Reservoir property image slices from the Groningen gas field for image translation and segmentation
Abdulrahman Al-Fakih, Nabil Sariah, Ardiansyah Koeshidayatullah, SanLinn I. Kaka
TLDR
This paper introduces a new high-resolution dataset of reservoir property image slices from the Groningen gas field for ML benchmarking.
Key contributions
- High-resolution dataset of reservoir property image slices from the Groningen gas field.
- Contains aligned 2D PNG images for facies, porosity, permeability, and water saturation.
- Provides a reproducible software workflow for data augmentation, mask generation, and baseline experiments.
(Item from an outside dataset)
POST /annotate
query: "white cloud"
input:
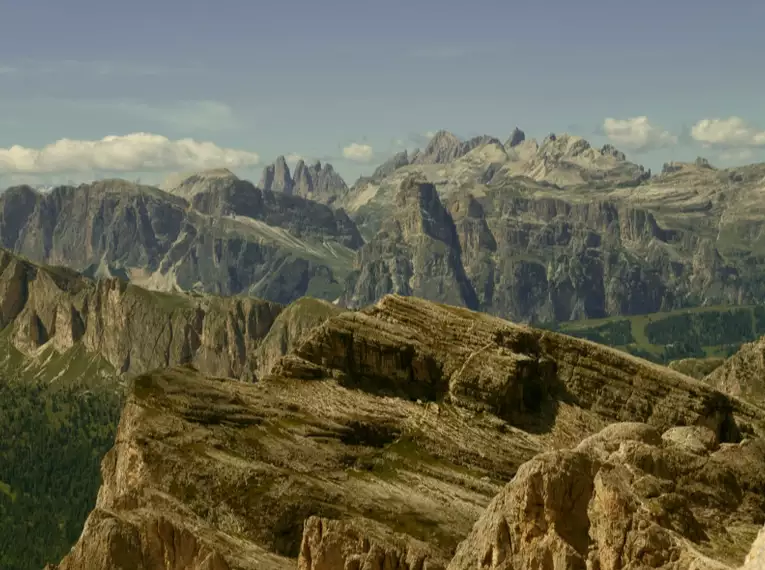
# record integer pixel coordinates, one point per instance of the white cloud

- Supports benchmarking of geological image analysis and cross-domain reservoir property relationships.
Why it matters
This paper addresses the critical need for open geological image datasets, enabling reproducible benchmarking for machine learning in reservoir characterization. By providing both a dataset and a workflow, it fosters transparency and accelerates research in geoscience and ML applications.
Original Abstract
Reservoir characterization workflows increasingly rely on image-based and machine-learning/deep learning or even generative AI approaches, but openly available geological image datasets suitable for reproducible benchmarking remain limited. Here we describe a high-resolution dataset of reservoir-property image slices derived from the Groningen static geological model. The dataset contains aligned two-dimensional PNG images representing facies, porosity, permeability, and water saturation, generated from three-dimensional reservoir grids and prepared for downstream visualization, segmentation, and image-to-image translation tasks. In addition to the deposited original image corpus, we provide an archived software workflow for reproducing augmentation, mask generation, paired-image construction, and example baseline experiments. The resource is designed to support benchmarking of geological image analysis methods and the study of cross-domain relationships among reservoir properties. By separating the fixed image dataset from the reproducible processing workflow, this work provides a transparent foundation for reuse in geoscience, reservoir modeling, and machine-learning applications.